Optimizing Data Warehouse Performance and Storage Costs Through Distribution Styles

JV Roig
5 min readAug 16, 2022

--

Your Cloud data warehouse is a fantastic beast — it contains terabytes to petabytes of data, and yet somehow crunches through them in a reasonable amount of time. Part of the magic here is through data distribution styles — how rows of each table are distributed across your cluster’s compute nodes and slices.

Compute nodes and slices

Let’s take Amazon Redshift as a specific example to understand the “data distribution” magic behind data warehouses. (While specific terminologies will vary, the concepts I’ll discuss are mostly similar between the different Cloud data warehouses.)

Your Redshift cluster has multiple compute nodes. You can think of nodes as individual VM instances that do the work for your cluster, each with its own operating system, dedicated CPU, memory, and attached disk storage.

Nodes are further subdivided into two or more slices. Each slice has a portion of the node’s memory and disk. Each slice is responsible for processing a portion of the workload assigned to the node.
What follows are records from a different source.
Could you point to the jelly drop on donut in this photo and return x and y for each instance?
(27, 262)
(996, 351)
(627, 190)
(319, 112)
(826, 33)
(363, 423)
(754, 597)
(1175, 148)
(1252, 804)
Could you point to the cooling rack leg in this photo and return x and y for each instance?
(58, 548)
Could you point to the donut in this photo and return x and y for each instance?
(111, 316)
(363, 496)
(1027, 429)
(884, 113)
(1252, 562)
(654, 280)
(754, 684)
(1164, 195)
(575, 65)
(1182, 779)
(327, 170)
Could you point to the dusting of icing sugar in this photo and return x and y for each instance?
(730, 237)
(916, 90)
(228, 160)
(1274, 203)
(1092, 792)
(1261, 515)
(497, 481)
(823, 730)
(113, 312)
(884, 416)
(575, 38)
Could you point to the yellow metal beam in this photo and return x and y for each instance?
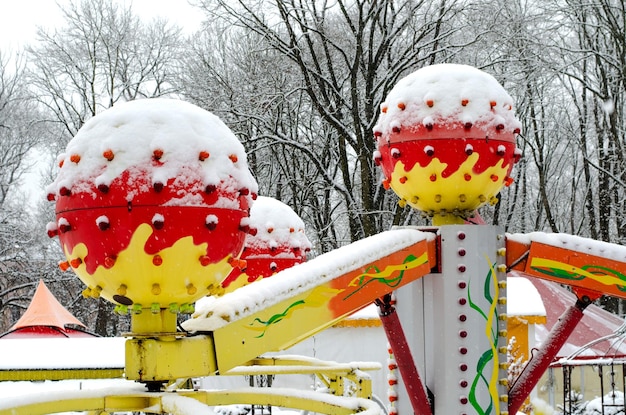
(159, 360)
(17, 375)
(154, 402)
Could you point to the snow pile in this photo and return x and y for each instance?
(162, 139)
(214, 313)
(523, 299)
(447, 94)
(574, 243)
(274, 226)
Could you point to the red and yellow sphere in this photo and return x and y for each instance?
(275, 241)
(152, 200)
(446, 141)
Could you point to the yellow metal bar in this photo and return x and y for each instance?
(293, 319)
(153, 402)
(159, 360)
(16, 375)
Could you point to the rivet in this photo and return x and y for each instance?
(156, 289)
(191, 290)
(108, 154)
(75, 263)
(122, 289)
Data in your data warehouse is not necessarily replicated in every single node. Some pieces of data (rows of your different tables), for example, may only exist in a slice in one node. Other pieces of data may be replicated in every single node in your cluster — with the corresponding increase in storage costs.

But this matters not just for storage costs, but also for query performance: When you run a query against your Redshift cluster, it will have to redistribute rows from different nodes as needed to perform joins or aggregations (e.g., it may have to copy over some data that is found in a different node, or even send a table’s data to every node during a query). For huge data warehouses with lots of tables distributed across many nodes, this redistribution step of the query can be a big portion of the work, and the network traffic from it can have further performance implications.

If you can minimize this redistribution step by storing as much data physically together as is needed by the queries you anticipate, the more performance you can unlock for your data warehouse. (And, of course, the happier your users would be!)

This is where data distribution styles come into play.

Data distribution styles

Table distribution styles tell your data warehouse how to store table data. For example, table data can be replicated 100% across all nodes. That could be very costly storage-wise, but if these are always needed in most of your queries, it could be worth that cost by making 100% of table data already located in every node that might need them. Or, you could just make sure table data is evenly distributed across all nodes and slices, so that it is equally accessible across all nodes no matter what the query (i.e., a performance tradeoff so that you don’t balloon the storage costs of your data warehouse).

Let’s quickly go through the three different distribution styles.

1. ALL Distribution Style

In the ALL distribution style, every piece of data in a table is stored in every node.

On the plus side, this means every node won’t have to undergo the redistribution process for the data in this table. If lots of queries use this table, that could mean significant query performance unlocked.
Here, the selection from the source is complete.